Friday, April 29, 2011

Hashtable doubling?

I don't know if the title makes sense, but I am wondering how a hashtable enlarges when you add items to it?

Is it like the List<T> where it doubles in size when the limit is reached? If so, then does this doubling recreates the collection from scratch (this can be answered for List<T> too, since I am not sure if that's what it does)?

Lastly if it indeed recreates it from scratch, then this particular Add operation would be very expensive to the user who wouldn't know that the limit is reached, right?

From stackoverflow
  • The sizes are not always doubled, but have variable growth depending on the number of items.

    For a list, this is not nearly as expensive as re-creating a string or array for example, since only the pointers need to be copied from one list to another, and this can be done very efficiently.

    for a hashtable/dictionary the items must be redistributed, and that can be very expensive. Best to initialize your hashtable with an estimated size ahead of time.

  • I believe both Hashtable and Dictionary<TKey, TValue> expand to the next prime number after doubling the current count, e.g. 31 to 67.

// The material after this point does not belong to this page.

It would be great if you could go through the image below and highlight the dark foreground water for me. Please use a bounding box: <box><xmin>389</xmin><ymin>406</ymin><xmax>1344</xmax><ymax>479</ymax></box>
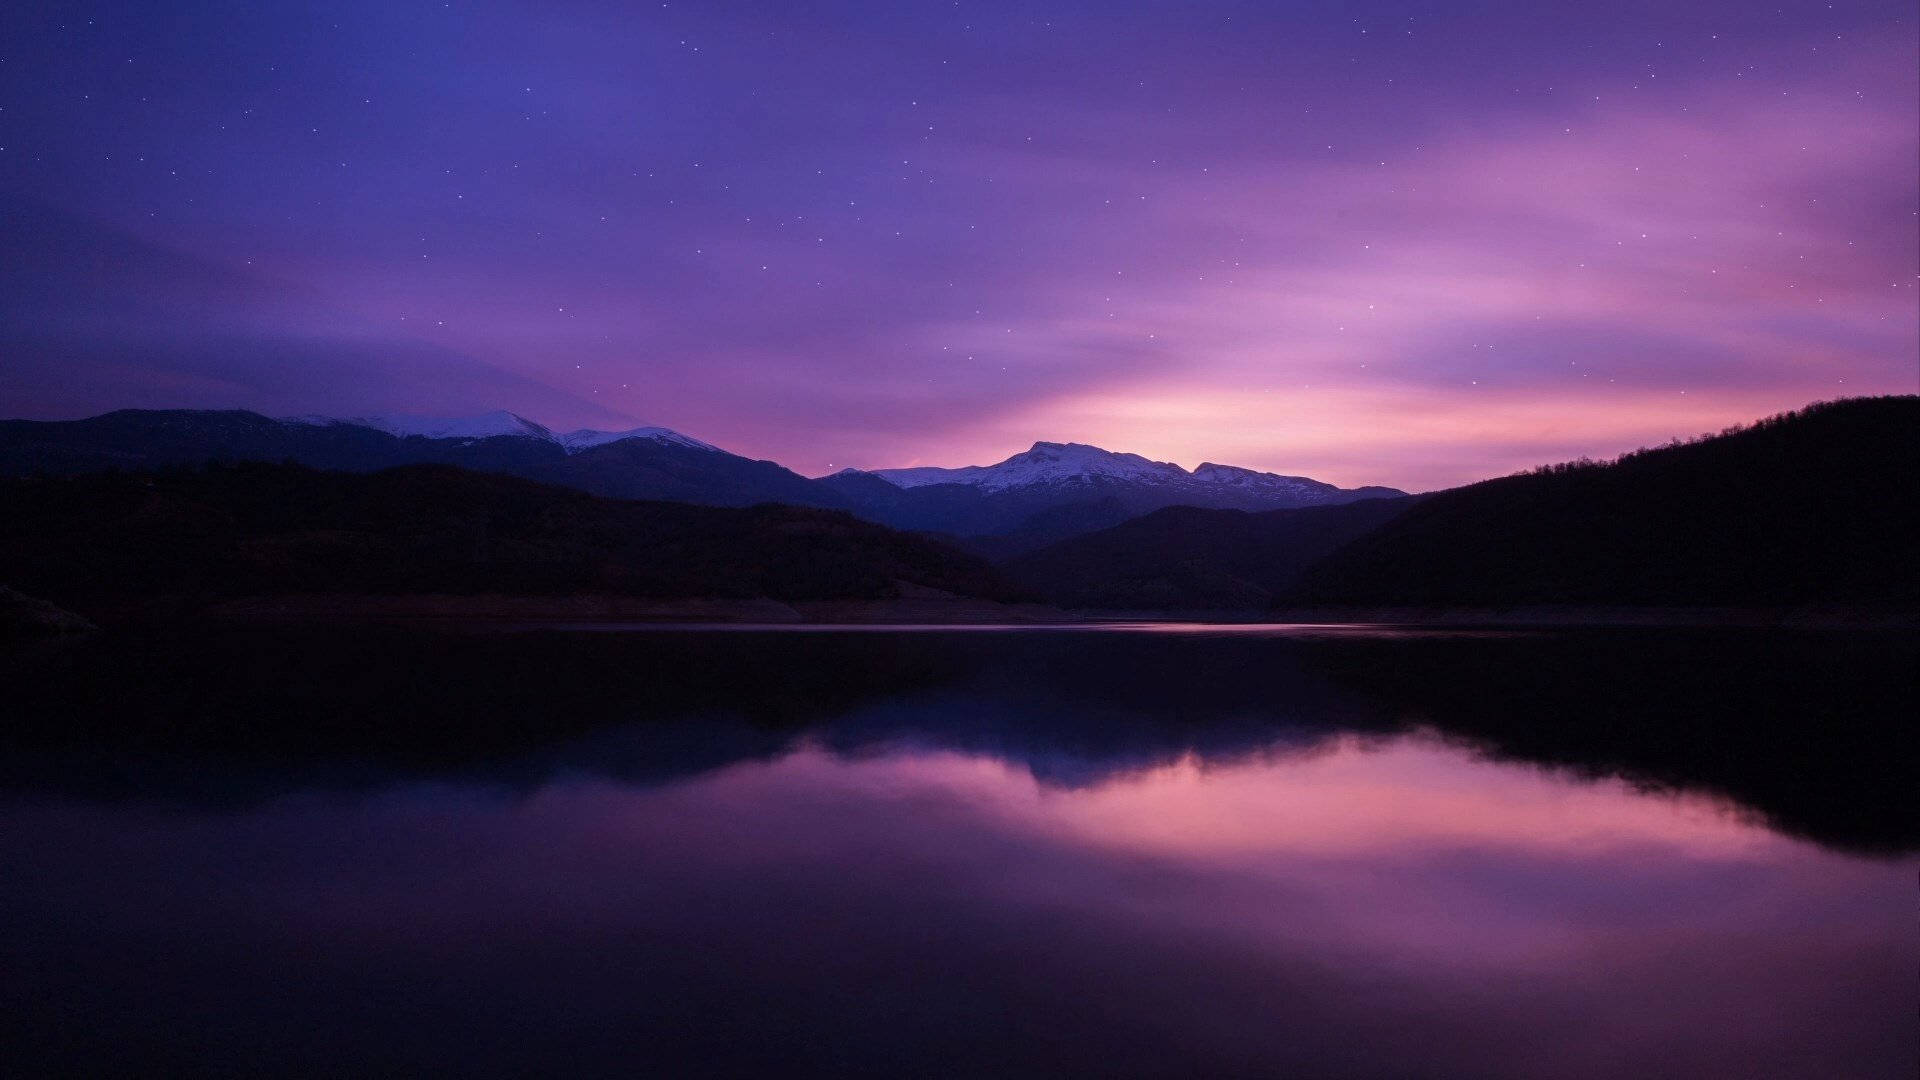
<box><xmin>1</xmin><ymin>624</ymin><xmax>1914</xmax><ymax>1079</ymax></box>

    As I understand it, a resize doesn't involve recomputing the hashes (as they're stored with the entries) but involves putting each entry into its new bucket, where the bucket number is based on both the hash code and the bucket count.

    You asked about List<T> - there it's really simple. The list is backed by an array, and you just need to create a new array with the right size, and copy the contents of the current array. Something like:

    private void Resize(int newCapacity)
    {
        T[] tmp = new T[newCapacity];
        Array.Copy(backingArray, tmp, backingArray.Length);
        backingArray = tmp;
    }
    
    Jason Coyne : Interesting. I wonder if it has a list of primes, or if it calculates them on the fly. If its calculating, that calc could be more expensive than the copy!
    Jon Skeet : I believe it calculates them on the fly... but if you're going from about 1 million to about 2 million entries (i.e. it's a *big* map) you still only need to check each possible prime against about 1000 potential divisors. You've then got to find the right bucket for a million entries!
    Lucero : I guess this is a classic performance-vs-space question... because it adds 4 bates of storage per object stored. Maybe I should check out the source...
    Mehrdad Afshari : In a Hashtable (not a Dictionary) which uses rehashing as collision resolution, this "putting in a new bucket" can be costly.
    Jon Skeet : What does? Not recalculating the hashcode? If you don't store it, you're going to have to recalculate it every time you get a *potential* match when doing a lookup. A "bucket position" collision is much more likely than a real hash collision.
    Jon Skeet : (My previous comment was addressed to Lucero)
    Jon Skeet : @Mehrdad: Could you explain that comment a bit more in your answer?
    Lucero : @Jon: Seems you're right, at least in the rotor source code... http://www.123aspx.com/rotor/RotorSrc.aspx?rot=40806
    Mehrdad Afshari : @Jon Skeet: Look at the expand() function in the link provided, the `for` look which calls `putEntry` is what I meant.
    Joan Venge : Thanks Jon, this is a good one.
    Jon Skeet : Mehrdad: But that doesn't look terribly expensive to me. Yes, you need to recalculate the bucket position and keep looking for as many collisions as you see, but I suspect it's amortised O(n) and not *much* per entry.
    Mehrdad Afshari : Jon: It is indeed O(n), but becomes slower than Dictionary if collision rate is high. Well, not terribly... but definitely much slower than resizing List.
  • The hashtable works by using buckets, which can hold several items each (at least in most implementations, there are some that reuse other buckets in case of already used buckets). The number of buckets is usually a prime number, so that dividing the hashcode by the number of buckets returns an acceptable distribution for "good" hashes.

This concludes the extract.